Re: [asa] Sense and nonsense

From: Don Winterstein <>
Date: Thu Jun 21 2007 - 17:29:58 EDT

"I don't know which side I'd take in the debate - I think we simply don't know enough to be able to say."

A problem that underlies the problems here is that there's no publicly accessible consciousness detector. What's almost certain to happen is that computer people will define consciousness operationally (e.g., Turing test) and eventually build a machine that satisfies their definition. They will be happy, but others of us will be less impressed, because we believe consciousness may not always (or perhaps may not ever) reveal itself in observable behavior. Consider God, for example. As it is, people generally assume entities are conscious largely because of their behavior. I believe that assumption is crude, too restrictive and fundamentally on the wrong track.

Unfortunately this belief (as many of mine) derives from spiritual or extrasensory experiences that I unfortunately cannot share. Being unable to share, I can only state a few conclusions: There is such a thing as a consciousness detector.

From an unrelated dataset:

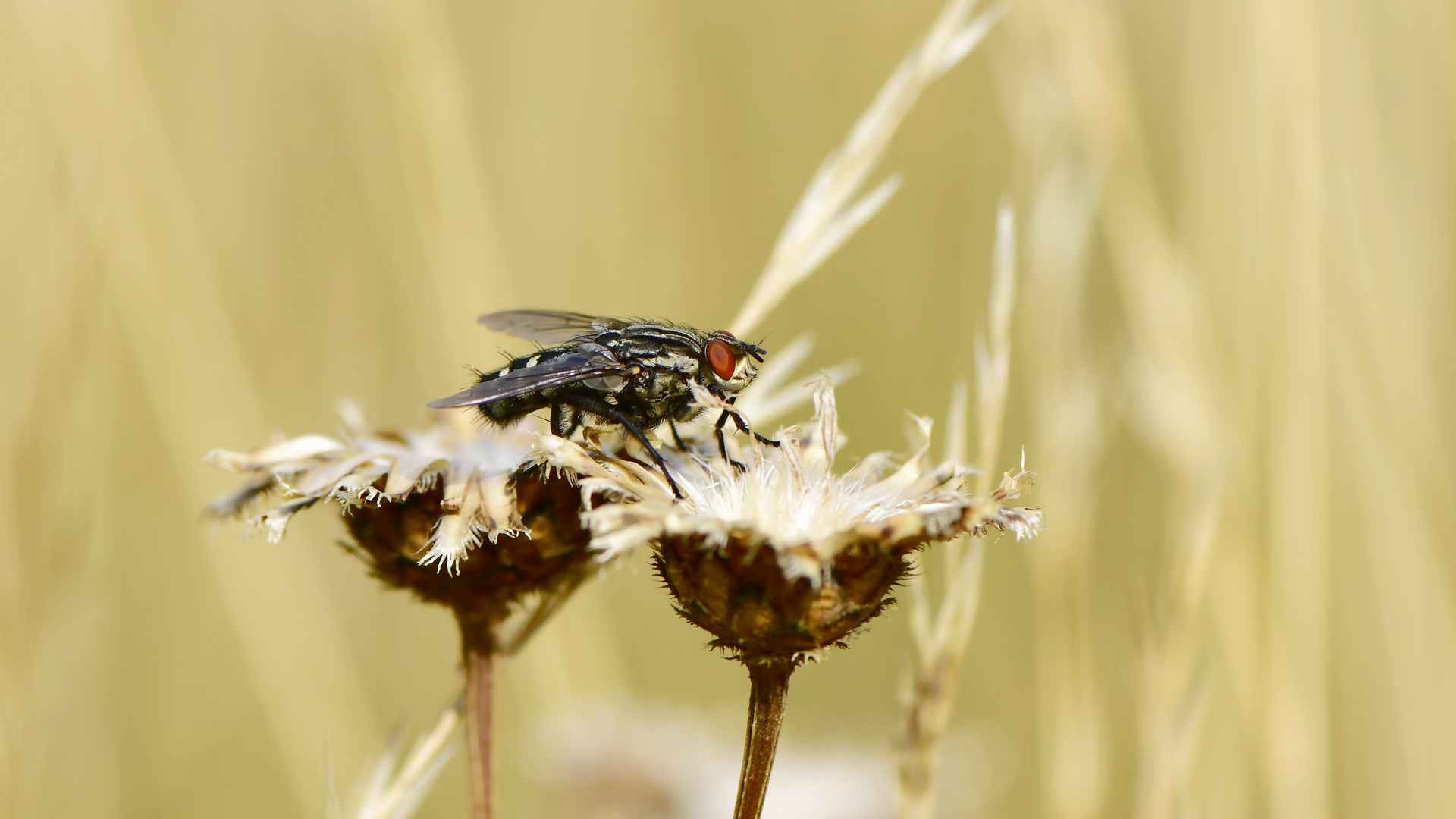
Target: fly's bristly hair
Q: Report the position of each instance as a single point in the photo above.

It is the human soul. The human soul can detect God and other spirits as well as other human souls. This conclusion, based on much experience, is at the root of all my beliefs about God and souls.

Unfortunately this consciousness detector is inefficient and unpredictable. I observe it in action, but I have minimal control over it. By praying and fasting and meditating and reading Scripture I can seek communion with God, but those activities only put me into an opportune frame; they do not guarantee outcome.

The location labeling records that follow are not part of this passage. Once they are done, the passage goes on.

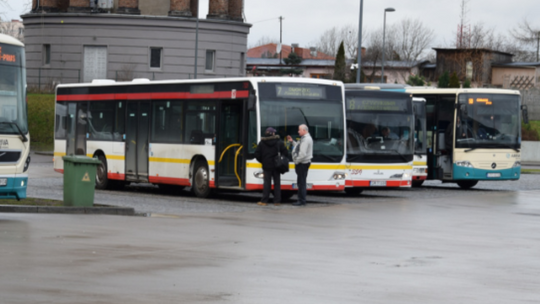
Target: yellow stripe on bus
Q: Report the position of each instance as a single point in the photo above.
(175, 160)
(313, 166)
(380, 167)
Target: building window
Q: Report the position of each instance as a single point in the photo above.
(210, 61)
(46, 54)
(155, 57)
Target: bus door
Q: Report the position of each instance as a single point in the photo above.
(440, 117)
(230, 145)
(137, 124)
(76, 129)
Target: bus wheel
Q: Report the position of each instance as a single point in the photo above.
(467, 184)
(417, 183)
(287, 194)
(353, 191)
(101, 174)
(201, 186)
(171, 189)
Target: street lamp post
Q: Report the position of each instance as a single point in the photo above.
(359, 43)
(389, 9)
(196, 41)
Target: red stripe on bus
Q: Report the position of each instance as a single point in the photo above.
(366, 184)
(116, 176)
(289, 187)
(169, 180)
(152, 96)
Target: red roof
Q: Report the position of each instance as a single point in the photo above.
(268, 50)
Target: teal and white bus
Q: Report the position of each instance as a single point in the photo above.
(472, 134)
(14, 137)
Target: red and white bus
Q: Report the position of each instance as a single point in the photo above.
(199, 133)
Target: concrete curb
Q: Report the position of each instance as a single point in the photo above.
(67, 210)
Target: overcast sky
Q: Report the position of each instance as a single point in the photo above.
(305, 20)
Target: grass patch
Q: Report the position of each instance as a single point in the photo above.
(33, 202)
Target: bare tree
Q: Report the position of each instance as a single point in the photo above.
(263, 41)
(329, 41)
(528, 35)
(413, 38)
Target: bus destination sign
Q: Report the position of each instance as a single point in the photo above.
(7, 57)
(382, 105)
(304, 92)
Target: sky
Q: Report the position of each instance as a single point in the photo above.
(305, 20)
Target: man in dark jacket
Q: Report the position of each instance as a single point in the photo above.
(266, 153)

It is this kind of "spooky" consciousness and this only that is meaningful to me. A computer that can meet someone's consciousness criteria may be impressive and useful, but I would not accept that it was meaningfully conscious unless I was able to perceive it spiritually.

So when I propose that consciousness may inhere in matter all the way down to quarks and leptons, this is where I'm coming from. I can believe that higher consciousness emerges spontaneously from lower consciousnesses under the right conditions, but I cannot believe consciousness emerges spontaneously from unconscious components.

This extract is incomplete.